Energy Star has undergone a significant revision effective October 2007.

02/15/2008


Energy Star, the national energy performance rating system sponsored by the U.S. Environmental Protection Agency (EPA), has undergone a significant revision effective October 2007. Commercial building owners and property managers who previously struggled with a low Energy Star score might be pleasantly surprised by recent changes in the rating calculations.

Prior to the October 2007 revision, LKPB Engineers Inc. (LKPB) noticed that buildings with attached parking garages received lower ratings than their counterparts without parking garages. Further investigation revealed that the presence of a parking garage resulted in a significant deterioration in a building’s Energy Star rating. For the same inputted energy, larger square footage (building plus parking ramp) resulted in a lower rating than just the building alone.

When brought to the attention of the EPA technical staff, they reviewed their rating system and promised to resolve the issue in their October 2007 revision. From LKPB’s preliminary test cases, it appears that the problem has been corrected. As one example, September calculations on a Bloomington, Minn., office tower resulted in an Energy Star rating of 65. Recalculations in December resulted in an Energy Star rating of 85. The tower previously fell short of the 75 threshold, but now qualifies for the Energy Star designation.

In other examples, other Minneapolis-area buildings are now Energy Star rated:
* Normandale Lakes Office Park, Bloomington, Minn.,

* The Minnesota Center, another office tower in Bloomington, previously did not qualify for Energy Star,

* The Colonnade, a tower located in Golden Valley,

Building owners and property managers with commercial buildings that have attached parking garages should be encouraged to resubmit their Energy Star data as soon as possible to see if their rating improves.
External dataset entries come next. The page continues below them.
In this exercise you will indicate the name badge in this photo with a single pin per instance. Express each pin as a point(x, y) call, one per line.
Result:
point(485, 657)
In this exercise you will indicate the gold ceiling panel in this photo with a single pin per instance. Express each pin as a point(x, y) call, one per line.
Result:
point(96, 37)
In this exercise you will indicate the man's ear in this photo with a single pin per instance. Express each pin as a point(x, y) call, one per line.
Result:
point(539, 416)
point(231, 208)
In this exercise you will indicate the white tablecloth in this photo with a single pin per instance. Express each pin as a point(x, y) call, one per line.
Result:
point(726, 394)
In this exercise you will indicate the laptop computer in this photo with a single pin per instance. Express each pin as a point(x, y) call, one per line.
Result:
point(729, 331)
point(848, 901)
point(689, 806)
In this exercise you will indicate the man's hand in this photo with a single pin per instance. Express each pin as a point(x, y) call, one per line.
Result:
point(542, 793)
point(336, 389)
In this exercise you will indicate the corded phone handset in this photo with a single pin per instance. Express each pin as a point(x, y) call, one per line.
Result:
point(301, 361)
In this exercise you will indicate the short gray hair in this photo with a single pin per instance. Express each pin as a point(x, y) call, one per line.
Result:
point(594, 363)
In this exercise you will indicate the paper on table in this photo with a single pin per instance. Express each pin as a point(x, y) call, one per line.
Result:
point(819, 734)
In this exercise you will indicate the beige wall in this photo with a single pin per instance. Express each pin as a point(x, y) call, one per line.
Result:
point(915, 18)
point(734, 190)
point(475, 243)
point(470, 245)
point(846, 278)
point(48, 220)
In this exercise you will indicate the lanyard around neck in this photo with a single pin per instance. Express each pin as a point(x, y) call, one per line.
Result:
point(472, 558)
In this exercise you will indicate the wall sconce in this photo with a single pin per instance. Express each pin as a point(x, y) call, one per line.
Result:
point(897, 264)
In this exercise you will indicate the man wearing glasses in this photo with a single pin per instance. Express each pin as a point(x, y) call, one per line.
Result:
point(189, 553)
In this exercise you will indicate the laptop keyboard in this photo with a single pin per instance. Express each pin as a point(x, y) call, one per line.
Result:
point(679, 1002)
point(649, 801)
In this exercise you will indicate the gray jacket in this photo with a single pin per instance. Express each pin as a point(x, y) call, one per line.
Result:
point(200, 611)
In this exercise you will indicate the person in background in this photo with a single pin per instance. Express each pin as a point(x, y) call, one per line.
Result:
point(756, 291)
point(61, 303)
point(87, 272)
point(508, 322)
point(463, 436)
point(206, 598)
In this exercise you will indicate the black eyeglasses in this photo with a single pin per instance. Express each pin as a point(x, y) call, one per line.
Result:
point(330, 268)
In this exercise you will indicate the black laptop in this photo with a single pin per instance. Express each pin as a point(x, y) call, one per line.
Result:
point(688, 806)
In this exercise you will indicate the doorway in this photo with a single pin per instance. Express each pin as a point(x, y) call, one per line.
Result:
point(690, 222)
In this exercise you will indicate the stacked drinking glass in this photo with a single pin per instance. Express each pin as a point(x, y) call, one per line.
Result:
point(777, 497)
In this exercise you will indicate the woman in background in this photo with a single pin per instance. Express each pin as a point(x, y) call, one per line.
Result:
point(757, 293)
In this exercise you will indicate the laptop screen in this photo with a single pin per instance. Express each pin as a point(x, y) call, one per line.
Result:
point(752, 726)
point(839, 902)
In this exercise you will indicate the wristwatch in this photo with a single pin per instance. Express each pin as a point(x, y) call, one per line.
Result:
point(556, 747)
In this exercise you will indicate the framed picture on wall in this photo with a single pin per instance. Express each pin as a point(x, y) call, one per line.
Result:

The Energy Star rating system continues to be based on data from the Commercial Building Energy Consumption Survey (CBECS). This survey sample of more than 6,000 buildings across the United States is conducted every four years by the United States Department of Energy’s Energy Information Administration. The survey collects complete billing data and operational details for a wide variety of commercial building types.

A common misconception is that Energy Star performance ratings are based on information from other buildings that apply for the Energy Star rating through its on-line Portfolio Manager. The rating is actually based solely on the data collected by the CBECS and the aforementioned formula.